C’est un territoire non cédé, affirme-t-il entre deux gorgées de son thé. C’est une façon d’occuper notre territoire et de montrer qu’on est toujours ici.

Le trajet de cette édition du projet Tciman s’effectue dans la partie ouest du Nitaskinan d’Opitciwan; un secteur que fréquentent différemment les membres de la communauté depuis l’installation des pourvoiries.

Sur leur parcours, les jeunes croisent chaque jour des bateaux de pêcheurs non autochtones.

La discussion avec Joey Awashish est d’ailleurs interrompue lorsque passe une embarcation de pêcheurs, clients d’une pourvoirie située tout près.

Environ une dizaine de pourvoiries se trouvent dans les alentours, estime-t-il.

Ces pourvoiries reçoivent des clients québécois et américains.

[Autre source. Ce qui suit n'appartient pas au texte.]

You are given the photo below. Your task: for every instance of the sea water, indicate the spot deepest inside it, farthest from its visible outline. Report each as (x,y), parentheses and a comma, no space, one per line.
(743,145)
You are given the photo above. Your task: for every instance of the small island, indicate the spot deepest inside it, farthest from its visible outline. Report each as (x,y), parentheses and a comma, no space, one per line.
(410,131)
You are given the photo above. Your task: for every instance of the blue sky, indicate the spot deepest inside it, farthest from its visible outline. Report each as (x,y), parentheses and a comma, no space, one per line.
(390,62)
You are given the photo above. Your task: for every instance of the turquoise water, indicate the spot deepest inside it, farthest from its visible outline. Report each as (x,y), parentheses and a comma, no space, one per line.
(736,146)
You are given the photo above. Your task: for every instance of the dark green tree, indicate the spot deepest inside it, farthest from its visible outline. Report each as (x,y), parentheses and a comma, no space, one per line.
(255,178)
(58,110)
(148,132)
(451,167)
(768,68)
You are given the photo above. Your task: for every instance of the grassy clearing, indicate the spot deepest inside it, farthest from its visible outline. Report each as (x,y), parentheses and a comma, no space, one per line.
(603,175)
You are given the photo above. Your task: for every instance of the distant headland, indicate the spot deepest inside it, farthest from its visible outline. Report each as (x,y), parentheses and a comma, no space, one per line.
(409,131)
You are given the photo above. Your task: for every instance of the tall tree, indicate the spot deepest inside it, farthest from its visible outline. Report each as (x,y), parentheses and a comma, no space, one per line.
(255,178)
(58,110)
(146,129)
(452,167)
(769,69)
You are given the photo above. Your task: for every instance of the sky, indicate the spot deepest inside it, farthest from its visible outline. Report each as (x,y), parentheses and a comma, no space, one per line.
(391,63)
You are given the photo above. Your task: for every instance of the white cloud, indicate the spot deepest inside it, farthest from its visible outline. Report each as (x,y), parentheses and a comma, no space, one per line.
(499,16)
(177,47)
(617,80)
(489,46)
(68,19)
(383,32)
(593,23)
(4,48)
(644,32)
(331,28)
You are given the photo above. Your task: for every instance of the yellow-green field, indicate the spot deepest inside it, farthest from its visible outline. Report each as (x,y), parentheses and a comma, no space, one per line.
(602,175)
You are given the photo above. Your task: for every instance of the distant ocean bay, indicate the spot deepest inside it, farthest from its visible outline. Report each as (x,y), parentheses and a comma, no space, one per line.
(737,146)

Des tensions sont déjà survenues entre des Atikamekw d’Opitciwan et ces pêcheurs, il y a plusieurs années. Maintenant, ça se passe bien, constate Joey Awashish, alors qu’il regarde le bateau s'éloigner. Les pourvoyeurs comprennent mieux ce qu’on fait.

Laisser le canot reprendre sa place
Laisser le canot reprendre sa place

À Opitciwan, le canot a toujours eu une place centrale. Les cours d’eau entourant la communauté se comptent par centaines.

Avant, tout le monde se déplaçait sur le territoire en canot, raconte Joey Awashish. Dans les années 1970, quand il a commencé à y avoir les chemins forestiers, les gens ont commencé à prendre plus les voitures.

La communauté d’Opitciwan a effectivement été longtemps isolée. Le développement rapide de l’industrie forestière sur le Nitaskinan l'a obligée à changer et à s’adapter tout aussi rapidement.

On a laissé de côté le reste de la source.